I don’t doubt what you say, but is there any way I can gain a more practical (i.e., useful for flight planning) understanding and meaning behind Jeppesen’s method for formatting things, if that’s what the filters turn upon?

It would be nice, by way of contrast, if the Chart filters could turn off or on B-airspace, or D-airspace, and so forth – since it is these kind of airspace designations that seem most practical for flight planning.

Is there any current plan or thought to adding more variety to the “filtering” functionality down the road? Especially for VFR flight, I think that might really help.

In the meantime, I’ll play with the filters and see what appears and doesn’t appear when I click them, and see if I can somehow generalize in a way that makes flight planning easier.

Again, thanks for your response.

Update: since my original posting, I have been tinkering with the Chart Filters, turning them off and on one-by-one. I cannot draw any firm and certain conclusions, because the area covered by Navigraph Charts is so very large and I obviously cannot look at that entire area in detail (without devoting the rest of my life to the task). So what I notice might have exceptions that I haven’t yet found, for all I know.

But I have indeed noticed, preliminarily, some interesting regularities that I suspect might be (but still might not be) true. (To the extent they turn out to be incorrect, or simply to be boring “old news” for more experienced users, I apologize for wasting your reading time.)

For example, when I turned OFF the “VFR airports” it seemed to me that green-colored airports vanished, leaving only blue-colored airports.

Likewise, when I turned OFF the “IFR airports” it seemed to me that blue-colored airports vanished, leaving only green-colored airports.

I am not certain of the significance of those colors – but I haven’t yet found any “green” airports with charts, or any “blue” airports without them. If that regularity holds, then the filters for “VFR” and “IFR” airports would have a new usefulness for me.

Another possible regularity that I notice preliminarily: when I turn on “VFR airspaces” and turn off all other airspaces, all I have found to remain visible so far in the USA are “class E” airspaces (although perhaps class G remain unshown, for practical reasons?). However, these “class E” spaces do not seem always to be confined to the vicinity of a particular “type” of airport.

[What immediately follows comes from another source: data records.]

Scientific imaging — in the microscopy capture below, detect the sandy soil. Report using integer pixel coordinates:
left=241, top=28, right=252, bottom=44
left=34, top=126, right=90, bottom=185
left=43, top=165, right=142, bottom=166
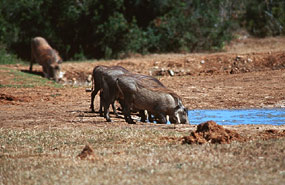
left=0, top=36, right=285, bottom=140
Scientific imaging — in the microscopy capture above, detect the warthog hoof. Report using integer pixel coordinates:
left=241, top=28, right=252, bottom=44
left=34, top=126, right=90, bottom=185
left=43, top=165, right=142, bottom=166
left=106, top=118, right=113, bottom=122
left=128, top=120, right=135, bottom=124
left=90, top=106, right=95, bottom=113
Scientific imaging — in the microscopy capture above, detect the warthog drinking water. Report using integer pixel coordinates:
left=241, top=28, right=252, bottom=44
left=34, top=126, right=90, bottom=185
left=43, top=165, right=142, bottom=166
left=99, top=71, right=168, bottom=123
left=90, top=65, right=129, bottom=119
left=30, top=37, right=62, bottom=81
left=116, top=74, right=189, bottom=124
left=116, top=73, right=166, bottom=123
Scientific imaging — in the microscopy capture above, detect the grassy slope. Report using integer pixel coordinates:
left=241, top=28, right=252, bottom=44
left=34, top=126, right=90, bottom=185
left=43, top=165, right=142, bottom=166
left=0, top=67, right=62, bottom=88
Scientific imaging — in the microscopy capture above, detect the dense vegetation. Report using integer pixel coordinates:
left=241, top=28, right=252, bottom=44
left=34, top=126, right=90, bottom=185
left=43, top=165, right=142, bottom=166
left=0, top=0, right=284, bottom=61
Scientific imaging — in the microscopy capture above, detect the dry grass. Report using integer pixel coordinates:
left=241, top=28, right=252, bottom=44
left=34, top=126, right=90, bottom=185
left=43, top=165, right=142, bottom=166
left=1, top=126, right=285, bottom=185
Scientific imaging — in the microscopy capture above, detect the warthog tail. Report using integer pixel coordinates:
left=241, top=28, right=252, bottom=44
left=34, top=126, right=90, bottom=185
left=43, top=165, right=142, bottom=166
left=115, top=79, right=124, bottom=98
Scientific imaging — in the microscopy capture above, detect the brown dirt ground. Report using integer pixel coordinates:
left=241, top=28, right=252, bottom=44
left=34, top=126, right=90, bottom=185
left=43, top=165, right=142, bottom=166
left=0, top=36, right=285, bottom=142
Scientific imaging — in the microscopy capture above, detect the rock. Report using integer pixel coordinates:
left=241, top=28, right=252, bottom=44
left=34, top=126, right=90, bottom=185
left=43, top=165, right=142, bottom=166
left=72, top=78, right=77, bottom=86
left=87, top=75, right=92, bottom=82
left=59, top=71, right=65, bottom=79
left=168, top=69, right=175, bottom=76
left=236, top=56, right=243, bottom=60
left=153, top=61, right=159, bottom=66
left=77, top=144, right=96, bottom=161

Interestingly, in England (the only part of Europe I looked at), the “VFR airspaces” that remained when I turned off all the other airspaces (at least those I looked at, and I didn’t check them all) did not seem to be labeled class E. They had other labels, however – and it made me suspect that flying in Europe might in some ways be rather different from flying in the USA, at least as to some terminology (which doesn’t seem unlikely).

If anybody has any observations or insights (or corrections) that bear upon any of this, I would find them interesting to read.

And, let me say again that I’m not giving or attempting to receive any advice for real-world flying, and obviously don’t purport to be an expert or even unusually knowlegable. I’m merely seeking to understand Navigraph’s own terminology and color-coding for simulation purposes, using, in particular, Microsoft’s delightful flight simulator 2020.

Here is a great PDF Resources from Navigraph explaining what the symbols mean and the difference between “Blue” and “Green” Aerodromes (Or what you in the US call Airports; I’m from Canada)

PatzerDeluxe said: “In other words, when you say “IFR airports” do YOU mean that which cannot currently be landed or departed without an instrument rating when the CURRENT WEATHER (so that the filter shows different airports at different days / times?)”

Simply put, my understanding is that an IFR airport is one that has some kind of published instrument approach, and conversely, a VFR airport is one that does not have a published instrument approach. The designation has nothing to do with what the actually weather happens to be at some particular time.